Highest point
- Elevation: 2,310 m (7,580 ft)
- Prominence: 90 m (300 ft)
- Parent peak: Mount Meringue
- Coordinates: 62°06′06″N 127°42′03″W﻿ / ﻿62.1018°N 127.7007°W

Geography
- Country: Canada
- Territory: Northwest Territories
- Parent range: Mackenzie Mountains
- Topo map: NTS 95L4 Mount Sir James MacBrien

Climbing
- First ascent: July 27, 1973 by Galen Rowell and party
- Easiest route: West Ridge

= Bustle Tower =

Mountain in Canada

Bustle Tower is a peak in the Cirque of the Unclimbables, Northwest Territories, Canada.

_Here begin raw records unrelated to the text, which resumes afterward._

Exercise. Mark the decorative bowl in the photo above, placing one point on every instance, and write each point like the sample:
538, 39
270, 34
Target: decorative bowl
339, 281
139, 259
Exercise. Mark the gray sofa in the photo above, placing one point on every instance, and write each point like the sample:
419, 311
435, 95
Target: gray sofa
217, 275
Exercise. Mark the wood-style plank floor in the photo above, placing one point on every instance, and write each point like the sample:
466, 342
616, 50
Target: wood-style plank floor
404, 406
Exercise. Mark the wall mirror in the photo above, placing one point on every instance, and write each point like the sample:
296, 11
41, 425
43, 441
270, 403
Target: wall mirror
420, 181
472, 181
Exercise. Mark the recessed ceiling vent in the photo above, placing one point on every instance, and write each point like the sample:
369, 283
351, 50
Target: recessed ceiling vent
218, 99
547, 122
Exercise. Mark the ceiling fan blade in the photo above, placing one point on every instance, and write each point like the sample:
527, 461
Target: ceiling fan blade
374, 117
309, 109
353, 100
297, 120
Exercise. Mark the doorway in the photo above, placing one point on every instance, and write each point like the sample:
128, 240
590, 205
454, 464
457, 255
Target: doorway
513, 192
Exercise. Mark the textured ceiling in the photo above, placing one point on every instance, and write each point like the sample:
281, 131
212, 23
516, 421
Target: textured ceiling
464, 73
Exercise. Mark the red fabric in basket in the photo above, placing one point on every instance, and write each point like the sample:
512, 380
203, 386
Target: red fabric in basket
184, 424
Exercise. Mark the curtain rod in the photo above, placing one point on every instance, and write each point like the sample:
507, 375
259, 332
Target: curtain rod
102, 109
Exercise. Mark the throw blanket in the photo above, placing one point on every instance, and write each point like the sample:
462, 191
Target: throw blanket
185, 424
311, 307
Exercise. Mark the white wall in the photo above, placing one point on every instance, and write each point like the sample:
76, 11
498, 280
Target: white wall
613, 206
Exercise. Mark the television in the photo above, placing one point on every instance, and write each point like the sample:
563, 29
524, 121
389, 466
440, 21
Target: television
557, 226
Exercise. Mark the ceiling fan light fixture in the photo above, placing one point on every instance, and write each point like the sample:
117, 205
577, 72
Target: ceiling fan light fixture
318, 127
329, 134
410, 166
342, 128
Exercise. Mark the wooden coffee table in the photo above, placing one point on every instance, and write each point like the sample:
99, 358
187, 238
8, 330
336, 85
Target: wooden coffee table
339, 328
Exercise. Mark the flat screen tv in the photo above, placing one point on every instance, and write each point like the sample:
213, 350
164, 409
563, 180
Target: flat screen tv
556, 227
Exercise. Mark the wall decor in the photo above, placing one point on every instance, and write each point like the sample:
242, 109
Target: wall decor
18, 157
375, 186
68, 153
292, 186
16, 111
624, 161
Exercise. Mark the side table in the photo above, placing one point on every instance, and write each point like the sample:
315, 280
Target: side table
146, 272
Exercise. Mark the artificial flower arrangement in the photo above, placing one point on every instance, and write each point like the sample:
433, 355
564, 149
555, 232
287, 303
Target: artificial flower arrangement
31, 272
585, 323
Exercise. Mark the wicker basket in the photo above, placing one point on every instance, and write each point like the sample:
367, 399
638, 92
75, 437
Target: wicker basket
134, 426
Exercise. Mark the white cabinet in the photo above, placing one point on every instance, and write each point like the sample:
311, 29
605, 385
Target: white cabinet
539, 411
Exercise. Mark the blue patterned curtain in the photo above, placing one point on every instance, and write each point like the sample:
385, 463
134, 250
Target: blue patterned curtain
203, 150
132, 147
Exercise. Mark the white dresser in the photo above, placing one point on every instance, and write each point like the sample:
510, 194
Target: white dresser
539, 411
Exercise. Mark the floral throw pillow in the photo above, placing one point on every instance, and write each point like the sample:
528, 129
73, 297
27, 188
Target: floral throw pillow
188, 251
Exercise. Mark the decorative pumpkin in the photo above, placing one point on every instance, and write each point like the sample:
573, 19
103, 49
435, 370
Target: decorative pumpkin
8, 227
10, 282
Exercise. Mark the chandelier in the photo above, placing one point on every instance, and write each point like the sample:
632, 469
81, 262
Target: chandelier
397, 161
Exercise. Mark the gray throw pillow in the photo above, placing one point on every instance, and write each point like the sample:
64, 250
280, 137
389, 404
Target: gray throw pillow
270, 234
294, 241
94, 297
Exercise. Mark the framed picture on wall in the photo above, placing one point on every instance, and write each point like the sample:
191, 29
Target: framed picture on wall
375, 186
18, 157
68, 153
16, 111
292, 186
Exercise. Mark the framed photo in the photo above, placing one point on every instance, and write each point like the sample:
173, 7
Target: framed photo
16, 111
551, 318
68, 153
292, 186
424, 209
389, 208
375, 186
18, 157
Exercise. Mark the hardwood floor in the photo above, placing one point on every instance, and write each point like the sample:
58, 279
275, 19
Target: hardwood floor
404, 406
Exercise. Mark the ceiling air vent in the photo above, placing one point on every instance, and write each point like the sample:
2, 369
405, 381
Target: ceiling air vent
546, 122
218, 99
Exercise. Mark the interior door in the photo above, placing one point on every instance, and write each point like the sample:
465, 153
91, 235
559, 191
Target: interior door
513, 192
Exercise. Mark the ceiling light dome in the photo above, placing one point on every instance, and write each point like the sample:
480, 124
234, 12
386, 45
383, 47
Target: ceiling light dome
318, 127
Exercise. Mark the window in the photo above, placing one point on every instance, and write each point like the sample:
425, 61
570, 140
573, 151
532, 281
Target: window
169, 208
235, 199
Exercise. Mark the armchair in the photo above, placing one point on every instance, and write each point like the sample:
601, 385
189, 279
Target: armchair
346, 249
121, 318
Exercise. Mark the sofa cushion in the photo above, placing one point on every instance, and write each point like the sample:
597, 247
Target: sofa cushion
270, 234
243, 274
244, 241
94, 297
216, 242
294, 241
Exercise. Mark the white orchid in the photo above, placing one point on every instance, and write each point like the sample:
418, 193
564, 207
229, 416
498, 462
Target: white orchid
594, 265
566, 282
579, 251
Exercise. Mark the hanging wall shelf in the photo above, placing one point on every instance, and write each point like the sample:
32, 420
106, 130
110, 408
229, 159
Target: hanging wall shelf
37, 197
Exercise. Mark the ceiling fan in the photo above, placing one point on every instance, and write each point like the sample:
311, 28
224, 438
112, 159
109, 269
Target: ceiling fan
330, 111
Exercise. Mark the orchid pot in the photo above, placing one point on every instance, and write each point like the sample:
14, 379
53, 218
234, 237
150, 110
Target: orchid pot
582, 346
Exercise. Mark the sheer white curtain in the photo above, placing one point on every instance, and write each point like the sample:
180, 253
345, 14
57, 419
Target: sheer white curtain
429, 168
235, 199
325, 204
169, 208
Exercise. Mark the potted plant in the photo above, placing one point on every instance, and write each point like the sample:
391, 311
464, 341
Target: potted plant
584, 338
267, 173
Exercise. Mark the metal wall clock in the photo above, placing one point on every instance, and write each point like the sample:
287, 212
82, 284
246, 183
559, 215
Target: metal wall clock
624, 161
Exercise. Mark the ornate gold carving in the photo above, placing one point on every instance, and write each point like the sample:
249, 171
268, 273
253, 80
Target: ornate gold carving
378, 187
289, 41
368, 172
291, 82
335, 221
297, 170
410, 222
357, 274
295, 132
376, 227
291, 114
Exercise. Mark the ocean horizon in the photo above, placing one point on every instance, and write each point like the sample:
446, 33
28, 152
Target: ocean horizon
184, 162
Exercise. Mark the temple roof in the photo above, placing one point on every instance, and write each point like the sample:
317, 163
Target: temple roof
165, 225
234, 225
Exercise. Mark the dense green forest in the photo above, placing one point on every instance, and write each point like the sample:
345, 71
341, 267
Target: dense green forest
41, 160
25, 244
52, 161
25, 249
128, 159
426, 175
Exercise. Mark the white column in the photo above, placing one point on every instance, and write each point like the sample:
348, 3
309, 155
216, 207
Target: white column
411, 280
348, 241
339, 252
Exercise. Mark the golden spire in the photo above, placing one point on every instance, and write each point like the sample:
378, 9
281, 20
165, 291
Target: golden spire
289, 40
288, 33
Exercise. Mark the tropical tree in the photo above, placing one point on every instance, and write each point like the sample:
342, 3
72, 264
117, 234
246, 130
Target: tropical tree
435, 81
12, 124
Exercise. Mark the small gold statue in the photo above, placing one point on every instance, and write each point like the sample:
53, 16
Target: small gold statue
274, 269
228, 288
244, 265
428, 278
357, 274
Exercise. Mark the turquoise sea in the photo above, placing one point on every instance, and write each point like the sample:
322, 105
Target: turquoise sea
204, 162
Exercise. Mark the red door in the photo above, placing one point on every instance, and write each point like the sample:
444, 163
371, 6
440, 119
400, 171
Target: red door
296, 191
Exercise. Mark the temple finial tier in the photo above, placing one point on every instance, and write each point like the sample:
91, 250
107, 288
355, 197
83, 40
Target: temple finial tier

The peak is on a ridge 3 kilometers to the southeast of Mount Meringue, its parent, and has an elevation of 2310 meters.

==Climbing history==
In July of 1973, climbers Galen Rowell, Harthon Bill, and Joe Bridges completed a first ascent of Bustle Tower via its western ridge. Rowell described the peak as a "steep, pointed tower directly behind Terrace Tower" and the had previously identified the west ridge as a viable route with "ledges and plenty of cracks" to facilitate the ascent. The team ascended the majority of the peak over a period of two days using a mixture of free and aid climbing, followed by a traversal of a knife edge ridge to a false summit, then ultimately a final climb to the true summit of the tower.

Several years after the first ascent, climbers Jaques Collar, Jacques Ramouillet, and Renzo Lorenzi completed a second ascent of the peak in July of 1977 via the southeast face. That same year, a team led by Erich Lackner ascended the peak for the first time by the southeast dihedral route.